Wednesday, May 18, 2016

Parents - The Fourth Cornerstone

School districts constantly work with hundreds of external organizations, colleges, community groups, government offices, and political leaders.  These partnerships are formed to benefit both parties, but the primary beneficiary is, and must be, the students.  At all points of interaction, benefiting the students, as a whole, must be the single greatest reason for these partnerships.

In any business or organization there is always a need for decisions about which opportunities are the best.  Which ones are most urgent now, most promising long-term, and most profitable to the stakeholders.  School districts, within the context of their unique purpose, would be wise to evaluate their partnerships under the criteria of, "Which partnerships impact the students the most?"

When considering the direct impact on student learning, there are three important groups that must be considered above all others.  These groups form a “supremely important” foundation of influence – placing them well above other potential partners.  State education departments control the funding and mandated standards that school districts must operate by.  The teacher and principal unions create a supply of educational professionals vastly necessary to the process.   After these two groups, which group is next?  What group is the third most important partnership that school districts need to work with?

Parents.

Even though they aren’t even trained – more than any other group parents and guardians create the greatest influence on student lives, efforts, and lifelong outcomes.  What qualifications make them the most powerful determinants of student success, you may ask?

  • The sheer size of their numbers – on average there are two to every student
  • The number of hours they spend with students each week
  • The perpetuity of their influence year after year for more than eighteen years
  • The depth of their dedication – there is often no limit to what they will do for their students
  • The strength of their influence on student thinking – personal identity, self-esteem, confidence, aspiration levels, work ethic, choice of reachable dreams, and career attractiveness
  • They work for free

School districts who are truly committed to a mission of maximizing lifelong success for all students must not only engage parents, but must create very real, effective, and lasting partnerships with them.  They must work with them as groups and as individuals.  They must work with them as the volunteers they are, not as extensions of the teaching function, or as instructional aides.  They must create learning opportunities based on asynchronous and opt-in availability; following the adult learning model.  They must pay them with respect, attention, and appreciation.  They must listen to them and change in response to what works best for that partnership.

If we think of parents as the fourth cornerstone of education (school districts, state departments of education, and teacher/principal unions as the other three), we can gauge by comparison how well they are encouraged, invited, welcomed, involved, trained, enabled, empowered, and regarded.  Where there is a disparity between the level of importance, attention, respect, and involvement given to parents as compared to the other three cornerstones, there is much to be done to correct it.

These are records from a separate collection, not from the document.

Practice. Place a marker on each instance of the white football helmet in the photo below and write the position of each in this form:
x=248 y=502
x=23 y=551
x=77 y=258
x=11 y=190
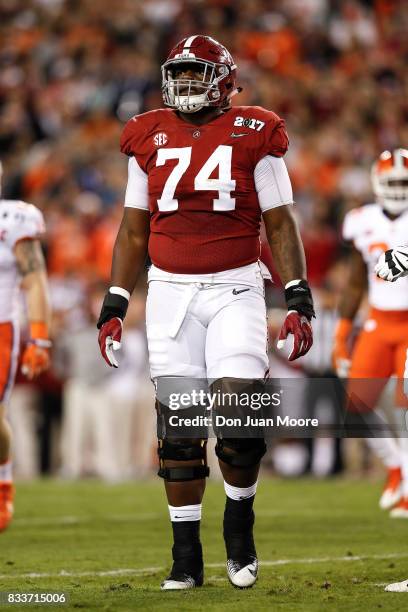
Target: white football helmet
x=389 y=175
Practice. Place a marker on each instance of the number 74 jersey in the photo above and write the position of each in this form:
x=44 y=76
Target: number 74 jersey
x=205 y=214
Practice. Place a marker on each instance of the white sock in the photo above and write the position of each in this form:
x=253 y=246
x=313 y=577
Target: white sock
x=239 y=493
x=404 y=466
x=185 y=513
x=6 y=471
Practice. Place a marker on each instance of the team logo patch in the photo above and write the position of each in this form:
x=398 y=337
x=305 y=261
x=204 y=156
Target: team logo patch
x=160 y=139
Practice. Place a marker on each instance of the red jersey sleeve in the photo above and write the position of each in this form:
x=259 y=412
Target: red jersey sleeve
x=136 y=139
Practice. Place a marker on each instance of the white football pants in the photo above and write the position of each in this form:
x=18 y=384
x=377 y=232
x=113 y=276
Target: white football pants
x=209 y=331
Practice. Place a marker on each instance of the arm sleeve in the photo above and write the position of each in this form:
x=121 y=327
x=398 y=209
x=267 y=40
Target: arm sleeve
x=350 y=225
x=29 y=224
x=136 y=190
x=272 y=183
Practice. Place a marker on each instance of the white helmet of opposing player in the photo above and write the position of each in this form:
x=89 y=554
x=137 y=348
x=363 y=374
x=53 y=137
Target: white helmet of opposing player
x=389 y=175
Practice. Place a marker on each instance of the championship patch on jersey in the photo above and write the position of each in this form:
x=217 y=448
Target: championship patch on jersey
x=160 y=139
x=248 y=122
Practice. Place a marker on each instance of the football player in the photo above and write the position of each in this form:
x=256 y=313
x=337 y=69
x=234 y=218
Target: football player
x=381 y=347
x=202 y=174
x=21 y=266
x=392 y=265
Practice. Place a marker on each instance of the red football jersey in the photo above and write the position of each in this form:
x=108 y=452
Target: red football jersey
x=205 y=214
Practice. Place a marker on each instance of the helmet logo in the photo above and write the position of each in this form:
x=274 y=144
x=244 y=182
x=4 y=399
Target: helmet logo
x=160 y=139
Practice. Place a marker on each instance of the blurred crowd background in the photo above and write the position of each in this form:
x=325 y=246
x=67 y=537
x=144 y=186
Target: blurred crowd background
x=72 y=72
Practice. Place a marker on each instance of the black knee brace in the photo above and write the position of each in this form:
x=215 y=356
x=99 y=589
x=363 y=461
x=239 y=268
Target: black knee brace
x=240 y=452
x=182 y=450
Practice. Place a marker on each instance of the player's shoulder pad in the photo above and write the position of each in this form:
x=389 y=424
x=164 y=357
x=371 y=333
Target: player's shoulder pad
x=139 y=127
x=355 y=221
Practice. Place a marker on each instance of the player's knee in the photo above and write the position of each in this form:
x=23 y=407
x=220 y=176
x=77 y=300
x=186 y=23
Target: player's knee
x=182 y=460
x=240 y=452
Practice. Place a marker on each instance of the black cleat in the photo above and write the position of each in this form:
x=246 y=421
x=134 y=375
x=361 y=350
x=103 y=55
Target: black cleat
x=187 y=571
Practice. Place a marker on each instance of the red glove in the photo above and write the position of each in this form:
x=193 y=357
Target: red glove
x=36 y=356
x=298 y=325
x=110 y=335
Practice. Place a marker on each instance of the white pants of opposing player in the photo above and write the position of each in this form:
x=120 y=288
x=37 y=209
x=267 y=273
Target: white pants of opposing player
x=203 y=330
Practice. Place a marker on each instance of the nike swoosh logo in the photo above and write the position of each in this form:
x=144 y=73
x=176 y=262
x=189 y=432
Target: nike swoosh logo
x=184 y=517
x=236 y=292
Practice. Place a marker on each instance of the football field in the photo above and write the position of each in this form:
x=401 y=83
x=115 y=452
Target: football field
x=322 y=546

Creating parity of importance is no easy task.  Drawing parents into strong functional roles, developing their leadership skills, listening to them when they never went to teacher college, and giving them their due respect for the enormous power they hold over each child’s development, is much more than what district leaders usually want to spend their time on, and there is no mandated force making them pay attention to this group, but it must be done for the sake of the students.  After all, partnership means giving your partner their due, right?